5.6. Step 6: Monitor production with Cron and complete the loop. 🔄
Use Hermes's built-in Cron feature to schedule it to sample real runs, score them with the same judge skill, and send you a DM the instant quality drops. This lets you spot quality degradation weeks before customers complain.
What's even more remarkable: when you thumbs-down a low-quality output in Slack, Hermes records it back into the suite skill as a new test case. A failed run becomes a permanent check item, and thanks to Hermes's self-improvement habit, the test suite reinforces itself every week.

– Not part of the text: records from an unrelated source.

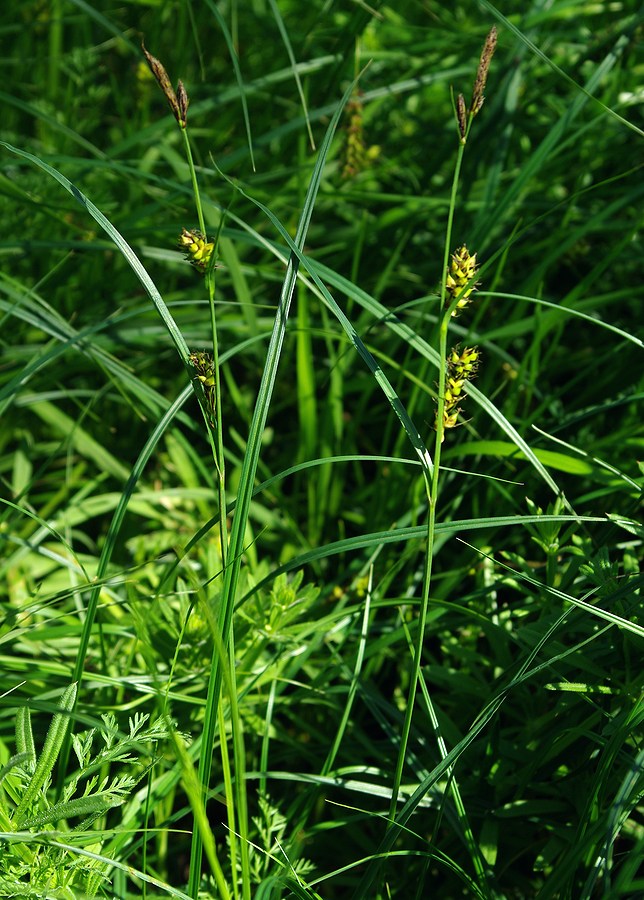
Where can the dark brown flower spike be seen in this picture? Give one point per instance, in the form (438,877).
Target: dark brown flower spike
(461,115)
(178,101)
(481,74)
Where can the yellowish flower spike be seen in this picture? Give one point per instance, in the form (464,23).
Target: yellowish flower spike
(197,247)
(459,280)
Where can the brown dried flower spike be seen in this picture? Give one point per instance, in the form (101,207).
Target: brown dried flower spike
(178,101)
(481,73)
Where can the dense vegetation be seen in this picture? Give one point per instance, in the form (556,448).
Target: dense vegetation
(255,641)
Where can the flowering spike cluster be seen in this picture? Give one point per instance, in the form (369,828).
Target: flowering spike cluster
(459,280)
(178,101)
(204,367)
(197,247)
(461,368)
(358,156)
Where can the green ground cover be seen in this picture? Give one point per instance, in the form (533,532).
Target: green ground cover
(321,556)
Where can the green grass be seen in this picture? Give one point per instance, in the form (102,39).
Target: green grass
(269,637)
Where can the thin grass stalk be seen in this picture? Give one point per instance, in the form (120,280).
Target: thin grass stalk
(452,786)
(432,495)
(245,492)
(216,439)
(240,795)
(229,794)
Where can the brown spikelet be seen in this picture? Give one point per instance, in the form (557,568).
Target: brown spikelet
(182,104)
(178,105)
(481,74)
(461,115)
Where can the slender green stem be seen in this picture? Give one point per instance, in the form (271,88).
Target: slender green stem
(432,497)
(237,797)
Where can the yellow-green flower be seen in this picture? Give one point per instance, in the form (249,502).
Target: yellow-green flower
(204,367)
(459,280)
(197,247)
(461,367)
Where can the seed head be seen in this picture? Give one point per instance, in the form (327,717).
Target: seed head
(197,247)
(461,115)
(178,101)
(459,279)
(461,368)
(481,74)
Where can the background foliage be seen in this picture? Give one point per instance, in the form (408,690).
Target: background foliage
(537,698)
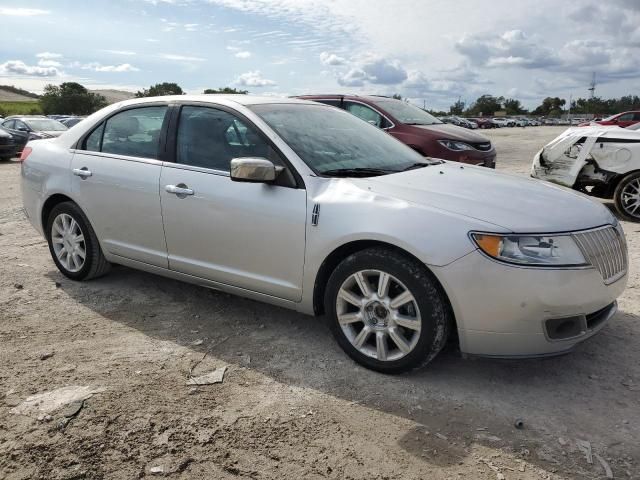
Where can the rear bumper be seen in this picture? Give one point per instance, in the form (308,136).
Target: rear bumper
(508,311)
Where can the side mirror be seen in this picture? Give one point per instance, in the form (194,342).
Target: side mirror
(254,170)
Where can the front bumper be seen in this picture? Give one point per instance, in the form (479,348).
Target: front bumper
(511,311)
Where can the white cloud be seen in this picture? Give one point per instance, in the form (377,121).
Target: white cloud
(253,79)
(22,12)
(48,55)
(97,67)
(120,52)
(331,59)
(181,58)
(48,63)
(18,67)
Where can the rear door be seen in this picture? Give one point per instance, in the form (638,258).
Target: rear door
(248,235)
(116,175)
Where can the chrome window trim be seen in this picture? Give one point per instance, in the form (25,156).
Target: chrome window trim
(117,157)
(193,168)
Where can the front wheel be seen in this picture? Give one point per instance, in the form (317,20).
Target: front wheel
(73,244)
(627,197)
(387,311)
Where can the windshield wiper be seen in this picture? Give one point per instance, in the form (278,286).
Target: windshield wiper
(357,172)
(413,166)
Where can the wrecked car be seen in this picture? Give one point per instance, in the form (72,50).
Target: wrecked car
(601,161)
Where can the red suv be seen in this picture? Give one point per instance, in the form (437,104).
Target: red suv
(413,126)
(624,120)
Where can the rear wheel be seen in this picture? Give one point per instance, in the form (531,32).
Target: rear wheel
(73,244)
(387,311)
(627,197)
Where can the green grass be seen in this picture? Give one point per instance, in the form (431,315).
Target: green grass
(19,108)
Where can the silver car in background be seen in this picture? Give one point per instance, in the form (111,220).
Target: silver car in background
(305,206)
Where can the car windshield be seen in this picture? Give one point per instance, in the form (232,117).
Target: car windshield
(329,140)
(44,124)
(407,113)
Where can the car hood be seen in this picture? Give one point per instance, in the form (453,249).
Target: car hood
(514,203)
(447,131)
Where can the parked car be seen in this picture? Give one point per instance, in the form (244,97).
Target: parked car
(307,207)
(624,119)
(484,123)
(413,126)
(71,121)
(602,161)
(32,127)
(7,145)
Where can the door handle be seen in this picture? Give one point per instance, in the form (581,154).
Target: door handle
(180,190)
(83,172)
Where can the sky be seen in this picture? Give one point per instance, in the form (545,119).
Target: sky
(430,51)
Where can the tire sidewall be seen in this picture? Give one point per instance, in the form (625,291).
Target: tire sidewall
(617,196)
(433,310)
(73,211)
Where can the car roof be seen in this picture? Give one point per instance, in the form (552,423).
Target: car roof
(219,99)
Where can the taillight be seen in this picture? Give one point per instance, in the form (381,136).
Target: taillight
(26,151)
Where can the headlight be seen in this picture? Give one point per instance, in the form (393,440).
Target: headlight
(454,145)
(534,250)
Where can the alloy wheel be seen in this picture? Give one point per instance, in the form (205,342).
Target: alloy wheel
(68,242)
(631,198)
(379,315)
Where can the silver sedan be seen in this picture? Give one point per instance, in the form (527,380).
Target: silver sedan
(305,206)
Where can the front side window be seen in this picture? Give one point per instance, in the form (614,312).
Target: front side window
(406,113)
(134,132)
(365,113)
(211,138)
(329,140)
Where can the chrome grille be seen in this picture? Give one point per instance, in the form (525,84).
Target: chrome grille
(606,250)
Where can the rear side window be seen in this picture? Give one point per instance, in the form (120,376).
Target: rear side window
(367,114)
(134,133)
(94,141)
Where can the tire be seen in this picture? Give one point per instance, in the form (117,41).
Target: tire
(627,197)
(68,214)
(428,309)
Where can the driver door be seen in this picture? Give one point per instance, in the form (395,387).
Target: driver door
(247,235)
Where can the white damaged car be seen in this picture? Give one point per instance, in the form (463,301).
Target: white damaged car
(602,161)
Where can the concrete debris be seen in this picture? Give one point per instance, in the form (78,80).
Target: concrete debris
(605,466)
(217,376)
(46,355)
(157,470)
(585,447)
(48,402)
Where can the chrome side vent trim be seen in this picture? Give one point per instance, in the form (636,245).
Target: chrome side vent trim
(606,250)
(315,215)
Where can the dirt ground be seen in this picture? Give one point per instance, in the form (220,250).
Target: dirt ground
(292,405)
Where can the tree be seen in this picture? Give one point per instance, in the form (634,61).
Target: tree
(160,89)
(457,108)
(513,107)
(70,98)
(485,105)
(551,106)
(225,90)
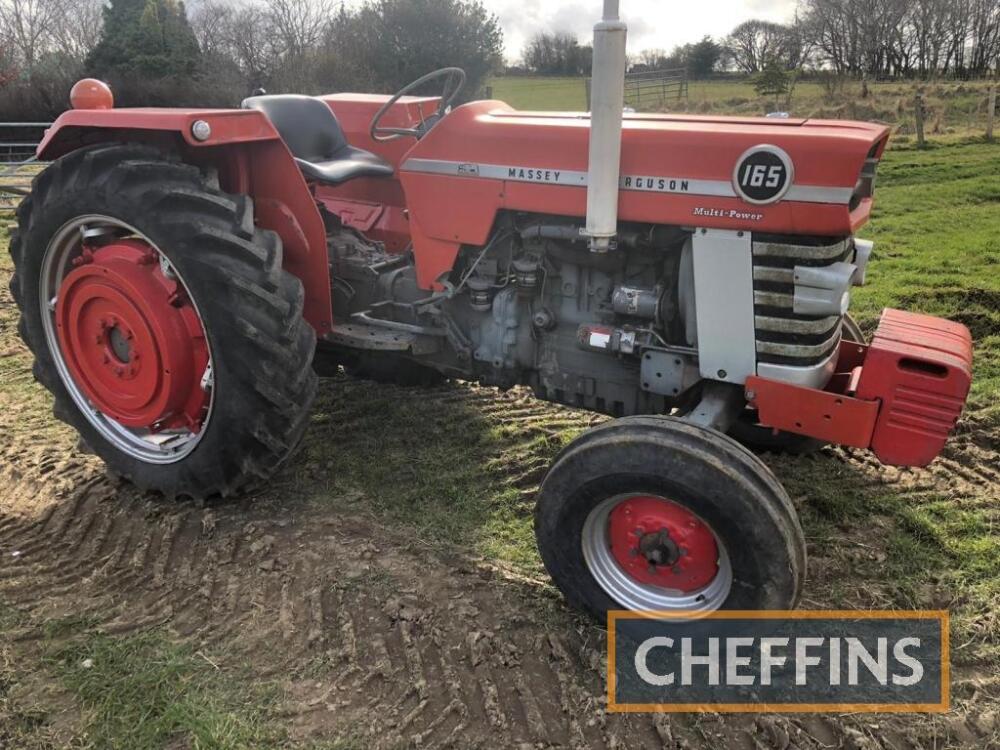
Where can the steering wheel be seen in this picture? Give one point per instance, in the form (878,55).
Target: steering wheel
(455,80)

"The feature is that Hermes self-improves. Every week the suite reinforces itself, so the bar rises even while you sleep."
Conclusion 🌟
The reason you can't secure consistent quality in your AI output isn't that you're bad at crafting prompts or that the model isn't smart enough. It's precisely because you're running only a generation stage with no quality stage. You've built only half of the system and are blaming the other half that works.
The real solution isn't a better prompt—it's adding the missing layer.
- Define what 'good' is,
- convert it into a number,
- evaluate every output against that standard,
- filter out everything that falls below the bar,
- and complete the loop so that the bar rises every week.
This layer is no longer a future project—you can implement it in just six steps inside a Hermes agent running on your own computer. Do this, and 'slop' becomes not a problem that occurs at random, but one you can always catch before shipping—just as a real factory catches defects before they reach the customer.
"The prompt was never the system. The eval loop is the system, Hermes is where that system runs, and now you have it too."